Ziemia nie jest płaska
You have to come to Poland! We will show you the mountains!*
Beskidem Niskim nazywamy część Karpatów położona pomiędzy Przełęczą
Łupkowską na wschodzie, a Przełęczą Tylicką na zachodzie. Rzekami
granicznymi są Kamienica (prawy dopływ Dunajca) oraz Osławica i Osława.

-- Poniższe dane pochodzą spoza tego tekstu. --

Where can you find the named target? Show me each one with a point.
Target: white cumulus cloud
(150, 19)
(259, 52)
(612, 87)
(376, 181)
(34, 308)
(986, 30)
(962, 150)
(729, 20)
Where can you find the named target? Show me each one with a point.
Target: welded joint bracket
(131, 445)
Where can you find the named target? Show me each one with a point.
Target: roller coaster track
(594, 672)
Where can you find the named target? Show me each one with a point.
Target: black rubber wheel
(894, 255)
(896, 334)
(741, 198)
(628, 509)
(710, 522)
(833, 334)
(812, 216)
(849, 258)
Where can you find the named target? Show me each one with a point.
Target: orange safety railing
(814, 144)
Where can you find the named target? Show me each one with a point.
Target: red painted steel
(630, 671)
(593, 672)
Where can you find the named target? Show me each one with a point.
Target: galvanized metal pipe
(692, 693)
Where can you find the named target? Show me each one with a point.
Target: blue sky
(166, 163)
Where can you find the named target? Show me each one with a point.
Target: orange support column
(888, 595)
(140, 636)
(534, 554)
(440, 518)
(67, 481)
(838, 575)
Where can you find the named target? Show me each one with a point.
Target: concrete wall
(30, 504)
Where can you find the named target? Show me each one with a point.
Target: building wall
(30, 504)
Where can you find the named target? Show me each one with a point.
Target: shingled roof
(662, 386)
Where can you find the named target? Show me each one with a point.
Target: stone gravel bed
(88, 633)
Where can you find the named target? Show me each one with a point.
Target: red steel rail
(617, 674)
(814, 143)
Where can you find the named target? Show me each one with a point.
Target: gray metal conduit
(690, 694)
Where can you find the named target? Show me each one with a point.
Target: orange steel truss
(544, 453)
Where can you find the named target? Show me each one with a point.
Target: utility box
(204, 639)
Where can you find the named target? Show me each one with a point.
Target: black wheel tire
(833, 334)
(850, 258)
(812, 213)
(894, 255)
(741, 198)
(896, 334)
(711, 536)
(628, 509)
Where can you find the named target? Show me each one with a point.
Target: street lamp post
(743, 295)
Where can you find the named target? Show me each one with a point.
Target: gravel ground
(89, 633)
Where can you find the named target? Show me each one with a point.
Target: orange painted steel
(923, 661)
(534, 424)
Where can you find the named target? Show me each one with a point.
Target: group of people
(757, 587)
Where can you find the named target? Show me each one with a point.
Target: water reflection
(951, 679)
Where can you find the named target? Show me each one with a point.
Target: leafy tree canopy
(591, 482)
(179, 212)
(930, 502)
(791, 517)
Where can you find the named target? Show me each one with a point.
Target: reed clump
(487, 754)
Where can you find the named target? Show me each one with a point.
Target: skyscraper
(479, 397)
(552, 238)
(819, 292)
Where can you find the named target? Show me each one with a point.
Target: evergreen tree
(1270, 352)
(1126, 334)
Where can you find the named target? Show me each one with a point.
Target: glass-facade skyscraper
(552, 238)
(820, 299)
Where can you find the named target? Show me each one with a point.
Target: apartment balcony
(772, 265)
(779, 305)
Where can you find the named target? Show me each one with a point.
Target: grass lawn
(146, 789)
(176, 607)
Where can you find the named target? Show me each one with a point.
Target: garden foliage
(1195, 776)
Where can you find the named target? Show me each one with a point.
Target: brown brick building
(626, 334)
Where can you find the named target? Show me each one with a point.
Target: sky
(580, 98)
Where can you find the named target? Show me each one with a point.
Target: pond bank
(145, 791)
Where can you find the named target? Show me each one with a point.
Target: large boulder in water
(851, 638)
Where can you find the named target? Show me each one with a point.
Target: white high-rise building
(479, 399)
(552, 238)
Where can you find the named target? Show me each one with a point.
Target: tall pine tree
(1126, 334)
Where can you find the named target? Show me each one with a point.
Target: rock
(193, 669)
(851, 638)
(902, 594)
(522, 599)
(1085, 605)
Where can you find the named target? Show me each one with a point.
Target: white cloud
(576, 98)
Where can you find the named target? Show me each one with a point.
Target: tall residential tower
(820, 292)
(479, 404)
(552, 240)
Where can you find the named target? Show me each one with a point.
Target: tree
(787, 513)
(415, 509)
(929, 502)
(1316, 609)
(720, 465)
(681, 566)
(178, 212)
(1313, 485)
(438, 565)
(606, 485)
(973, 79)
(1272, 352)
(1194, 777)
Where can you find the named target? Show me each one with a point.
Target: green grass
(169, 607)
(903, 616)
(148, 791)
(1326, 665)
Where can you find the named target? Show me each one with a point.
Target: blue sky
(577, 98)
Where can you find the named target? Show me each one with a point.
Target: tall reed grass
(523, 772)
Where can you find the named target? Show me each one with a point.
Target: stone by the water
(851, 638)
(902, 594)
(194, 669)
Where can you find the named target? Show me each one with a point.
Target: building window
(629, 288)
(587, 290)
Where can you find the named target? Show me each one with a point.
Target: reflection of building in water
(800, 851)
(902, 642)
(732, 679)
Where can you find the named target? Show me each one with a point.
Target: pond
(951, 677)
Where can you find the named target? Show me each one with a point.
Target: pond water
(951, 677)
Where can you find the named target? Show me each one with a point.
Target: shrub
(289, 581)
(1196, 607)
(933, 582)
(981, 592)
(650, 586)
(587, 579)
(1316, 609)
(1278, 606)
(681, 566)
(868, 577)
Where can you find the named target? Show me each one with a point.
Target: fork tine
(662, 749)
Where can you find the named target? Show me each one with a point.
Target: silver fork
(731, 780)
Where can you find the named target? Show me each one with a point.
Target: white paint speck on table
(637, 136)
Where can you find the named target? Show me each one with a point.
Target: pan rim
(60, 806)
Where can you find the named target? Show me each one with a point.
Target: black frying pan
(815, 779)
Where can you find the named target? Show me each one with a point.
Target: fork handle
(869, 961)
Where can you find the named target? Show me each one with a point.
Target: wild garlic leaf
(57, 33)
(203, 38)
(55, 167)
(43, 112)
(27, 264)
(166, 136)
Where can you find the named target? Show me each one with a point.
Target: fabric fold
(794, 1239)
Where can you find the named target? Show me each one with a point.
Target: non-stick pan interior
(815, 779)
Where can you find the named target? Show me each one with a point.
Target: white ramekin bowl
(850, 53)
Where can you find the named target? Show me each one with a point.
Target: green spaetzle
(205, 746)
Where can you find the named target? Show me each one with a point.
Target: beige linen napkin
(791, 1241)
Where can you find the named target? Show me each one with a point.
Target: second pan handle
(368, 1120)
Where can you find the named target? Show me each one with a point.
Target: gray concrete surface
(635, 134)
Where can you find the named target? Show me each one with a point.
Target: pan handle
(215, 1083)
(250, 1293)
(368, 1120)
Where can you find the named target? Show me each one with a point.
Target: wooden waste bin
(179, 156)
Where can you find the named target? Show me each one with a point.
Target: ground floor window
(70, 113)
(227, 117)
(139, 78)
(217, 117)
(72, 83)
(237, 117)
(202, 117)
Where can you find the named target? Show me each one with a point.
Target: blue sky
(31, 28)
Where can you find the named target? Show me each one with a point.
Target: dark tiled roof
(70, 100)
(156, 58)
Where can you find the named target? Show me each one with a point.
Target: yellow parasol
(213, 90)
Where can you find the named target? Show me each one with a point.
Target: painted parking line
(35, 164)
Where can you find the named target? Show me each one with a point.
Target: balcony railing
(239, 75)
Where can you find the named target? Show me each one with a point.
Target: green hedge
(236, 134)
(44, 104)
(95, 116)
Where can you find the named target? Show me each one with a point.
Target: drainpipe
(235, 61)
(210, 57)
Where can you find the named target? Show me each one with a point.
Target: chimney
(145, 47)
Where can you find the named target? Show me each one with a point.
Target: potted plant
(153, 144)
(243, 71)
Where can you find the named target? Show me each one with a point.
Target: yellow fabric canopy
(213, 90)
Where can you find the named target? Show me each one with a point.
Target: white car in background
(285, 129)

Na południu granicę stanowi wododział Karpat, wzdłuż którego przebiega
granica państwowa ze Słowacją. Góry Beskidu Niskiego charakteryzują się
kopulastymi spłaszczonymi wierzchowinami. Są niezbyt wysokie, najwyższy
szczyt, Lackowa sięga 997 metrów n.p.m.
Dlaczego pojechaliśmy w góry?
Próba odpowiedzi na to pytanie
sprawia niemało kłopotów – jak to dlaczego? A zachwyt? A szeroki jak
rozległy widok oddech? A zmęczenie „u celu”, u szczytu? A zmaganie się z
własnymi słabościami? Czyż nie są to wystarczające powody?
Ze wszystkich wyjaśnień to najbardziej cenię: bo tam jest pięknie.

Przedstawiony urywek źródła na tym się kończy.